Abstract

This study aims to analyze the clinicopathological characteristics and survival outcomes of tongue cancer in the pediatric population, a topic with limited existing data, using a population-based cohort. Pediatric patients diagnosed with tongue cancer from 1975 to 2018 were identified from the Surveillance, Epidemiology, and End Results (SEER) database. Survival rates were assessed using Kaplan-Meier analysis. Univariate survival analysis was conducted with the log-rank test, while multivariate analysis involved Cox proportional-hazards regression to identify factors influencing overall survival (OS). A predictive nomogram was developed based on Cox regression findings. In total, 97 pediatric patients with tongue cancer were identified, with a median age at diagnosis of 15 years (range: 1-19 years). Tumors were classified as squamous cell carcinoma (45.4%), rhabdomyosarcoma (RMS) (13.4%), and others (41.2%). Of the patients, squamous cell carcinoma was more common in older children, whereas rhabdomyosarcoma was more common in younger children. The Cox proportional hazard regression revealed that histology and surgery were significant independent predictors of overall survival.

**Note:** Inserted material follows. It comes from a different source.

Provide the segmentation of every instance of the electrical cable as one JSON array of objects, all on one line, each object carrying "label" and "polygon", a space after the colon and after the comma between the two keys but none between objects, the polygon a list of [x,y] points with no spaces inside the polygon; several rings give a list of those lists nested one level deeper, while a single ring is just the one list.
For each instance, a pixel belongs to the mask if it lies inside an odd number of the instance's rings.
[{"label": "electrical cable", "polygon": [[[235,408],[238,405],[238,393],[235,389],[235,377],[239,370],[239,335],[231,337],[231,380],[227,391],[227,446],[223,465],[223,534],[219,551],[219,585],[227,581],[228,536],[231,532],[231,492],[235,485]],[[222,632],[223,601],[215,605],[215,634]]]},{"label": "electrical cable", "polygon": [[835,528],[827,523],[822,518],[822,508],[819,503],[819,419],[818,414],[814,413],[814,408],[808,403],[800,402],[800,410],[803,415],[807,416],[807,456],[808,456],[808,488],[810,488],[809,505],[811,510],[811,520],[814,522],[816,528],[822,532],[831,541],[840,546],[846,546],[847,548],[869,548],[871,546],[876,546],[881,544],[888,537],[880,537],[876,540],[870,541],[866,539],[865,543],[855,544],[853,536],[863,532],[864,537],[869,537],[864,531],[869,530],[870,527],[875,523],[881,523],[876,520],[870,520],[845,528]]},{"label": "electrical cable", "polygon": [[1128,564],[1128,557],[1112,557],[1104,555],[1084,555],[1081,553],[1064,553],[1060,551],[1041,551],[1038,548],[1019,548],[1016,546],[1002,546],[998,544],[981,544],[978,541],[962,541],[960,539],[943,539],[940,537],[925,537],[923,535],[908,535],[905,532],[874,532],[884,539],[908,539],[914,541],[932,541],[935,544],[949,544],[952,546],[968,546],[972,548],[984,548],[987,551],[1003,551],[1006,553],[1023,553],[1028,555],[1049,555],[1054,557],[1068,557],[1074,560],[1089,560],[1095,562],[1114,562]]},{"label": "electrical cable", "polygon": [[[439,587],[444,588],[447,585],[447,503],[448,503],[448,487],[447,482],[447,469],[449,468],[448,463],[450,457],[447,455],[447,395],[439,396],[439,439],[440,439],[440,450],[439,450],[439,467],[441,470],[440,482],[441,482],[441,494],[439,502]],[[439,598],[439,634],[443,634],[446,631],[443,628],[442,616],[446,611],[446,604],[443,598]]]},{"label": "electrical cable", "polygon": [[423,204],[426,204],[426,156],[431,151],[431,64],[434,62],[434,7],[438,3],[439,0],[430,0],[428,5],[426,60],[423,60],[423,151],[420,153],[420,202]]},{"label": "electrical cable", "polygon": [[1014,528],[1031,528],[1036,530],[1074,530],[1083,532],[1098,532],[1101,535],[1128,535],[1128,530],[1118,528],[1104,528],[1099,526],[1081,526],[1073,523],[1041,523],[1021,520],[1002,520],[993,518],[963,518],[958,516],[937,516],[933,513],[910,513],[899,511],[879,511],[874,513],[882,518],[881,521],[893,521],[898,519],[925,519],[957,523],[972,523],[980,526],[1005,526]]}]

The chance of death increased with no surgery. Moreover, patients with squamous cell carcinoma or rhabdomyosarcoma have a poorer survival percentage than patients with other subtypes. Tongue cancer in children is rare and associated with poor survival outcomes. This study highlights the significance of tumor histology and surgical intervention in determining overall survival, offering valuable insights for clinical decision-making in pediatric tongue cancer.